2.2. La « grammaire de l’action conjointe » : références théoriques pour la modélisation de l’agir collaboratif en classe

Il existe différents cadres de conceptualisation de la co-action entre le professeur et les élèves parmi lesquels, ceux proposés par des recherches dans certaines didactiques disciplinaires (français, mathématiques) s’inspirant de la psychologie ergonomique (Goigoux, 1997 ; Rogalski, 2003) et ceux issues de la didactique comparée (Sensevy et al, 2000 ; Mercier et al, 2002 ; Sensevy et Mercier, 2007 ; Sensevy, 2008).

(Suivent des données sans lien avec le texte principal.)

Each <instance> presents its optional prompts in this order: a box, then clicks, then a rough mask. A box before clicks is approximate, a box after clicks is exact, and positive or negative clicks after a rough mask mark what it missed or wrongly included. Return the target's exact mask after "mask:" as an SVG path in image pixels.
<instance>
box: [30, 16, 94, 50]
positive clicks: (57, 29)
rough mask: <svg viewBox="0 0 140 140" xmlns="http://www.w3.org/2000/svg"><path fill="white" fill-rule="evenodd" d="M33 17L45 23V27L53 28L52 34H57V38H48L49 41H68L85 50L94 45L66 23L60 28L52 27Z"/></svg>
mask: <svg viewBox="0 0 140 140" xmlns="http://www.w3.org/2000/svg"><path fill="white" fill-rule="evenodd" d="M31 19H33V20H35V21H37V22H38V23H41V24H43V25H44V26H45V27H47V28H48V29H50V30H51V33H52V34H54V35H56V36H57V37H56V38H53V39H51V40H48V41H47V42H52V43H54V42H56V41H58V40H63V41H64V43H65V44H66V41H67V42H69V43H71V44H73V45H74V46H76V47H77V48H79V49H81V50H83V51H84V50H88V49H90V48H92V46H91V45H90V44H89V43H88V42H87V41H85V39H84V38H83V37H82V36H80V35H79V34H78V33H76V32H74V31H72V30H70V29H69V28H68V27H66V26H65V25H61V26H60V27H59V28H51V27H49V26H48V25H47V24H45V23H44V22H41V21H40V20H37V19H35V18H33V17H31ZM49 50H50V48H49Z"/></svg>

A l’origine, la perspective comparatiste, qui revendique son ancrage épistémologique dans la théorie anthropologique du didactique de Chevallard et la théorie des situations didactiques en mathématiques (TSDM) de Brousseau (1998), visait à produire un modèle de description de l’action du professeur dans ses dimensions génériques et spécifiques. C’est par la suite qu’elle a évolué vers une théorie de l’action conjointe en didactique (TACD) bâtie sur le principe de l’insécabilité des pôles de la relation. Cette disposition conduit à penser l’action du professeur en relation avec celle des élèves et avec la spécificité des savoirs en jeu. De ce fait, elle explique largement l’enracinement dans la TAD que nous avons présentée ailleurs comme un instrument d’analyse des conditions d’élection des savoirs et des pratiques de référence en savoirs à enseigner et des processus de transformation auxquels ils sont soumis au contact des acteurs du système didactique (modalité d’inscription dans le curriculum et de présentification dans la relation didactique). Elle justifie aussi la place nodale de la TSDM qui, en cherchant à répondre à la question de savoir comment trouver des fondements théoriques à l’ingénierie didactique, autrement dit, à ce que fait l’enseignant pour transposer une démarche scientifique, apparaît comme une démarche explicative des conditions d’émergence des significations co-construites par les acteurs du même système à propos de ces mêmes objets. Nous nous rapprochons de ce schéma d’analyse dès lors que dans notre approche, les compétences lecturales et rédactionnelles de récits de fiction réfèrent à un ensemble structuré de savoirs et de pratiques dont la transposition et l’acquisition s’opèrent dans un système dynamique marqué à la base par une triangulation des actions et au sommet par la transformation des apprentissages par les élèves. Nous nous en approchons d’avantage à travers l’hypothèse que nous posons que la fonctionnalité de la médiation enseignante et textuelle pour le développement de ces savoirs et pratiques passe par un processus de co-construction des significations (Saada-Robert, 2000 ; Saada-Robert et Baslev, 2004, 2006 ; Mondada et Doehler, 2000 ; Sène, 2006) qui régulent les échanges entre les partenaires. Ceci dit, il reste à modéliser le processus de l’action conjointe en didactique ce qui se fera à travers la présentation de ses fondements didactiques et de ses catégories essentielles.